Similarly, others at OSCON (I’m not there this year, unfortunately, just tracking the blogs and talking with people!) have observed that non-OSS licensing does not work in a cloud or other rapid deployment environment. You simply cannot afford to even worry about the licensing, so anything not absolutely free (cost) at the basic deployment level cannot be used. In that realm, you cannot charge based on deployment “size”. It’s impossible.
So what’s the alternative? Well, first of all, I could be completely wrong. Who knows!
But if I’m on a reasonable track here… I already described a possible alternative trajectory above, namely structuring the business differently as it grows; by making use of new technologies, reducing the need for expensive people and thus not gaining the critical mass of overhead. Actually, writing about it this way gives me an idea; perhaps it’s possible to, using data from past and existing companies, derive a critical ratio nondeveloper:developer beyond which companies tend to not be able to make the dual licensing or shareware models work?
Another part of that alternative is of course to not do dual licensing at all, but wholly focus on services. This has a very important advantage, and a very serious challenge to it.

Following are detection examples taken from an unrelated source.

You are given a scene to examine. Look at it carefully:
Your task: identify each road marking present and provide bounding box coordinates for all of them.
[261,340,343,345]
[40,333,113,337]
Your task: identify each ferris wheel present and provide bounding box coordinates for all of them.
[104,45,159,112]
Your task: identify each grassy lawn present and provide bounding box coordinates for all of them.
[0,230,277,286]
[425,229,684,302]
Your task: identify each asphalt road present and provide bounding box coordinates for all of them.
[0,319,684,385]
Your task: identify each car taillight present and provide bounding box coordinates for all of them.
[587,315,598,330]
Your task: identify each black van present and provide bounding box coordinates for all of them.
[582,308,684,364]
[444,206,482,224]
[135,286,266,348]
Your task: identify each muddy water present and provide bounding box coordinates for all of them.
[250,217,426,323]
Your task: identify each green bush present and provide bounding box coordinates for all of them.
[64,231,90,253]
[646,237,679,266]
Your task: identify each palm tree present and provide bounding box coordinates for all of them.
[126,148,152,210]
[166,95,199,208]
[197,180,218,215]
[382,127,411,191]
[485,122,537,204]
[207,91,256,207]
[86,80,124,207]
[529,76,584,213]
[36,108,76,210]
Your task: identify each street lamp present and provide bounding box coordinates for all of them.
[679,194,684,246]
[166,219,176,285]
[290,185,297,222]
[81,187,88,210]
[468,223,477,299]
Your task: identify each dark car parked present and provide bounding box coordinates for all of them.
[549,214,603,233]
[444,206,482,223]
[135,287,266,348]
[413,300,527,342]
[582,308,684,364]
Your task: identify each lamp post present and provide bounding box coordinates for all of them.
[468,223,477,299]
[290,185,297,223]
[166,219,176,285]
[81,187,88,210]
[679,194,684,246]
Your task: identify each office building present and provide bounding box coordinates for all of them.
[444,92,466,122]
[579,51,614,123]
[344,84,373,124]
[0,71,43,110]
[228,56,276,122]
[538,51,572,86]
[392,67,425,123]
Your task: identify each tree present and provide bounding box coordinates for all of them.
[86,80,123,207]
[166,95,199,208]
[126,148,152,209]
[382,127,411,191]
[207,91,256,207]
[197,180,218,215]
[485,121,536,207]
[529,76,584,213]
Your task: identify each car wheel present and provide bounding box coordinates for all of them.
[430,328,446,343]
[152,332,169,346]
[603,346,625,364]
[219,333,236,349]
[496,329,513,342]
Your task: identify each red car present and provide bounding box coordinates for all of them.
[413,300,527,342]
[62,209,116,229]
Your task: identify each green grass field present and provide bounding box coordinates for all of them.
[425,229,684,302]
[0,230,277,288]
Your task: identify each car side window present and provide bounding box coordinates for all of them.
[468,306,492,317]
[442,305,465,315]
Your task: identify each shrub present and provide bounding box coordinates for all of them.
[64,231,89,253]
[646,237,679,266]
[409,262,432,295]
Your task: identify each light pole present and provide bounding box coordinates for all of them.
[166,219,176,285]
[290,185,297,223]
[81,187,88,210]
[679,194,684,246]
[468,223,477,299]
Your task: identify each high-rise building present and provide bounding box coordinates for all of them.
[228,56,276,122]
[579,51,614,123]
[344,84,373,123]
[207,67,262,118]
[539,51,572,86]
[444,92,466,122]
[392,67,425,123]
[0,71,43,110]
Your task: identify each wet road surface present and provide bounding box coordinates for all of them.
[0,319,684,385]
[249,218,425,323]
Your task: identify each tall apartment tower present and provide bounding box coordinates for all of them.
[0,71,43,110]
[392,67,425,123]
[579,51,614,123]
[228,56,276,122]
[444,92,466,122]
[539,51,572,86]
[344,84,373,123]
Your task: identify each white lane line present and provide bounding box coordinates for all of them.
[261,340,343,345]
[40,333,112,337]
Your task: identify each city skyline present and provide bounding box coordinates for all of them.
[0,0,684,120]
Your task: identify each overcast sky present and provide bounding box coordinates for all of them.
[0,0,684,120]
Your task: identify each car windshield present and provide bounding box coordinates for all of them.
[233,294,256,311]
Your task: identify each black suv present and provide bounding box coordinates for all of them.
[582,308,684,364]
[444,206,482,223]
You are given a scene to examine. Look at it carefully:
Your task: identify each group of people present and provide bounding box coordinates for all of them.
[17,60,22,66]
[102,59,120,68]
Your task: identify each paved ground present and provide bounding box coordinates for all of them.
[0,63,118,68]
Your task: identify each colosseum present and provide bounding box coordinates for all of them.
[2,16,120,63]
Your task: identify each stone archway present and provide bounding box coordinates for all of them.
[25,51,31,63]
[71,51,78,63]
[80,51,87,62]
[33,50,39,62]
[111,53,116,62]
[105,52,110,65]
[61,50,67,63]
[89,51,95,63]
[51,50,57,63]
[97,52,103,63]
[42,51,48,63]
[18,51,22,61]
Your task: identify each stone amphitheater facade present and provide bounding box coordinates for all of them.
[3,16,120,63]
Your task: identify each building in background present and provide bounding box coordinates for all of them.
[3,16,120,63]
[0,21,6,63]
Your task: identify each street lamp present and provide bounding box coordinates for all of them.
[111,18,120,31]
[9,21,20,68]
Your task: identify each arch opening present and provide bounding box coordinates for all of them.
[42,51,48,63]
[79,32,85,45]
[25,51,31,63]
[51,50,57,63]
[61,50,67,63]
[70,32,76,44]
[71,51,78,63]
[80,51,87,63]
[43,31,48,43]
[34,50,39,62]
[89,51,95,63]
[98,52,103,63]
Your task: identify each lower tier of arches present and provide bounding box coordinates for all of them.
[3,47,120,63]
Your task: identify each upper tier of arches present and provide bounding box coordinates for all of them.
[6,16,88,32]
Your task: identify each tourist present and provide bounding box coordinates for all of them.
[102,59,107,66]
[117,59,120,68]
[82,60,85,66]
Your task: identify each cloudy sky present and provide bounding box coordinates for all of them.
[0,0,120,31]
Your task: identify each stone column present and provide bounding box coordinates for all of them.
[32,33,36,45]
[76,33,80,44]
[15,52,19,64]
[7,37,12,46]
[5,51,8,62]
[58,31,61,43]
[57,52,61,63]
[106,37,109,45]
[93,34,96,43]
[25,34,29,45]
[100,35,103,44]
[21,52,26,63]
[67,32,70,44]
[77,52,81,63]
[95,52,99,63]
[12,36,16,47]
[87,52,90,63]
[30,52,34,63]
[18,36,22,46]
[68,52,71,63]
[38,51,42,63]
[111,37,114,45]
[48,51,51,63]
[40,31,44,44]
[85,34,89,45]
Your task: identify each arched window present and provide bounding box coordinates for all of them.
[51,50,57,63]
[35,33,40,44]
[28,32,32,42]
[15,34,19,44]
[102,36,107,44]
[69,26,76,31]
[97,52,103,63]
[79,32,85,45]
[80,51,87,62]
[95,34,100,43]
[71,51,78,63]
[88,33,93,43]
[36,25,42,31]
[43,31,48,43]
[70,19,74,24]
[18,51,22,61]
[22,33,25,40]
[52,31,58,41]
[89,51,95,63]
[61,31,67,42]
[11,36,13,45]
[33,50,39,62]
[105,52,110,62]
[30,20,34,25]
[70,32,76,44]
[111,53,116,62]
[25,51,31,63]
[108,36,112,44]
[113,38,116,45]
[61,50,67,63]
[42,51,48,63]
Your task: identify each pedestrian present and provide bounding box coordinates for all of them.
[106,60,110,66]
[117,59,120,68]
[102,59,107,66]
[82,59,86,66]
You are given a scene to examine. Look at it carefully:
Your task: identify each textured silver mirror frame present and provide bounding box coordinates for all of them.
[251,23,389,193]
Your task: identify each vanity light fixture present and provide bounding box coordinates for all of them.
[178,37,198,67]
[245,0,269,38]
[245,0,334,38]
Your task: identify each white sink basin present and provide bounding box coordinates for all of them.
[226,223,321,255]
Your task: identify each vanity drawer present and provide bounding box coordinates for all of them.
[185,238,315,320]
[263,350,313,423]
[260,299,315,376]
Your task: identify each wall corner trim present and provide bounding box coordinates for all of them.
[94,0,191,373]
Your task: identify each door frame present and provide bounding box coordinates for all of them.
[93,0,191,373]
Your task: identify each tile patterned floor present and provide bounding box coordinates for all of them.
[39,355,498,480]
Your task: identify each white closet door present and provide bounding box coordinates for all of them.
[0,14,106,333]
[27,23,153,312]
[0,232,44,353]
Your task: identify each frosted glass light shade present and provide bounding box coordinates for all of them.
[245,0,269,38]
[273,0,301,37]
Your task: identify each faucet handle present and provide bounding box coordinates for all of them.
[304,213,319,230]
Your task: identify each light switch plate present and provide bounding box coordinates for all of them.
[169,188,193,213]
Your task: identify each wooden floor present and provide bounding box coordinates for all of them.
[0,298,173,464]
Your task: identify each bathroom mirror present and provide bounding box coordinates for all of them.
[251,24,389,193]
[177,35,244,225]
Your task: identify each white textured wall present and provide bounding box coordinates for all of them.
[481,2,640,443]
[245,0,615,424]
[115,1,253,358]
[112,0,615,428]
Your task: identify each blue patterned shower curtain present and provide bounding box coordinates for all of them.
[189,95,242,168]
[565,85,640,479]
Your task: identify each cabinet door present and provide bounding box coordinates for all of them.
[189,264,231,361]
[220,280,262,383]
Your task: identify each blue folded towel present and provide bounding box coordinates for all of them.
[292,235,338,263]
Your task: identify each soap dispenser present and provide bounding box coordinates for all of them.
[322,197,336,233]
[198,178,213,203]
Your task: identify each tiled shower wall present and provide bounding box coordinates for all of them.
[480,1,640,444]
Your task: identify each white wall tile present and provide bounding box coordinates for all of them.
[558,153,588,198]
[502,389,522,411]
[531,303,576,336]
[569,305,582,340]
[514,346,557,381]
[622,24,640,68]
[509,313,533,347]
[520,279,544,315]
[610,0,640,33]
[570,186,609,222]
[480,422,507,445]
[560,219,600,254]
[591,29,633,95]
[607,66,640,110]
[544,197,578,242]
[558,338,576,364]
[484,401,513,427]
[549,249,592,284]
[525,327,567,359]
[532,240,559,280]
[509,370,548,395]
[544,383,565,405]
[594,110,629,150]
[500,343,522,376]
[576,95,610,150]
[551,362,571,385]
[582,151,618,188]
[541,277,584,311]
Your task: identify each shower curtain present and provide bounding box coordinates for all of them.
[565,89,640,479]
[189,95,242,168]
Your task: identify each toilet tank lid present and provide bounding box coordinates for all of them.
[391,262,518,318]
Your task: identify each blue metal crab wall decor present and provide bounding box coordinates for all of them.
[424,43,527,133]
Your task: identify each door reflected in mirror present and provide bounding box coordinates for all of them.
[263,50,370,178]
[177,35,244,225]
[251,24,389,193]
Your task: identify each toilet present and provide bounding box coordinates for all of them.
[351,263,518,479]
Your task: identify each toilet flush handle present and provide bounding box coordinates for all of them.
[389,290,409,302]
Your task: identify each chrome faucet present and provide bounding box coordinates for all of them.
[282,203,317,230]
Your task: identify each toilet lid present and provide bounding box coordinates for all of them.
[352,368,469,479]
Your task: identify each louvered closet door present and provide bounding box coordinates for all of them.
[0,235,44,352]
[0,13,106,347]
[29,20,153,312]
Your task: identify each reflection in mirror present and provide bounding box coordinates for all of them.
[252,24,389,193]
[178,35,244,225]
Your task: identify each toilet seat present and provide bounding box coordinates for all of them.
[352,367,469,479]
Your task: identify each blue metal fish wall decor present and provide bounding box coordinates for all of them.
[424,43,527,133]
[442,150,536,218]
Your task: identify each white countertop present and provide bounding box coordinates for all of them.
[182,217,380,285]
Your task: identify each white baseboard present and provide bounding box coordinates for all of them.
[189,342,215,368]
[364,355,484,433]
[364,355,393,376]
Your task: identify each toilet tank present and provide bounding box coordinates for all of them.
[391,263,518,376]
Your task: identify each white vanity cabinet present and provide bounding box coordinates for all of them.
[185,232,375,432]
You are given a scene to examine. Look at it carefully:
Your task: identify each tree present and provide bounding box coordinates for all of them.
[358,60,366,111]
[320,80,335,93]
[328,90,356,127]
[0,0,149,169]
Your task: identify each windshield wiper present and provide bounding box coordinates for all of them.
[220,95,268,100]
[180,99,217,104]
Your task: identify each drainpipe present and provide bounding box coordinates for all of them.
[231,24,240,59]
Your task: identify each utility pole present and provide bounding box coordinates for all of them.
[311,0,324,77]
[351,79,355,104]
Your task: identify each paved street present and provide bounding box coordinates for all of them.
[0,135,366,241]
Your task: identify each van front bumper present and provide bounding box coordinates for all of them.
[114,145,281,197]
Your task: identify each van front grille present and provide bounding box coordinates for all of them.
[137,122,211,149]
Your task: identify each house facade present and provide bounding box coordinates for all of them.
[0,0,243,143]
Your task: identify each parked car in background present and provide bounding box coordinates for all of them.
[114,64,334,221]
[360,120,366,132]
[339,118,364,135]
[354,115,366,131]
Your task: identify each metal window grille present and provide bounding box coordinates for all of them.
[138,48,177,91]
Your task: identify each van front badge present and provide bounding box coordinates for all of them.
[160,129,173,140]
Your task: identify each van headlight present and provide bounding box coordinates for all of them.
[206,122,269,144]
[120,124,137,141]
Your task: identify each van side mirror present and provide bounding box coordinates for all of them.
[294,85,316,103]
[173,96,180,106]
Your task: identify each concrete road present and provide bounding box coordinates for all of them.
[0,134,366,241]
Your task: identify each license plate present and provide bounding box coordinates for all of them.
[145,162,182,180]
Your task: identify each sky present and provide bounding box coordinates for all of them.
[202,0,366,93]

- The advantage is that the company has no leverage over the customer, and this creates an opportunity for a genuine trust relationship based on equality. If you have trust (or rather, no intrinsic mistrust), this makes a potential sale easier. So the viable pricerange might actually lie a bit higher in this case (contrarily, in a condition of less trust, you have to charge less; with no trust or active mistrust, the acceptable pricepoint is truly 0 or perhaps even negative; but you don’t want to pay your customers to make them use your stuff now do you
- The challenge is that the company has no leverage over the customer (sounds familiar? , so it must have a compelling offering that provides true value for the customer and not just for the company. Otherwise alternatives will have an excellent opportunity for competition.
Of course there’s the usual factors of marketshare, mindshare, level of annoyance with an existing vendor before customer actively consider switching, and so on. But fundamentally, it will be about true customer service, on an ongoing basis. KEEP the customer satisfied.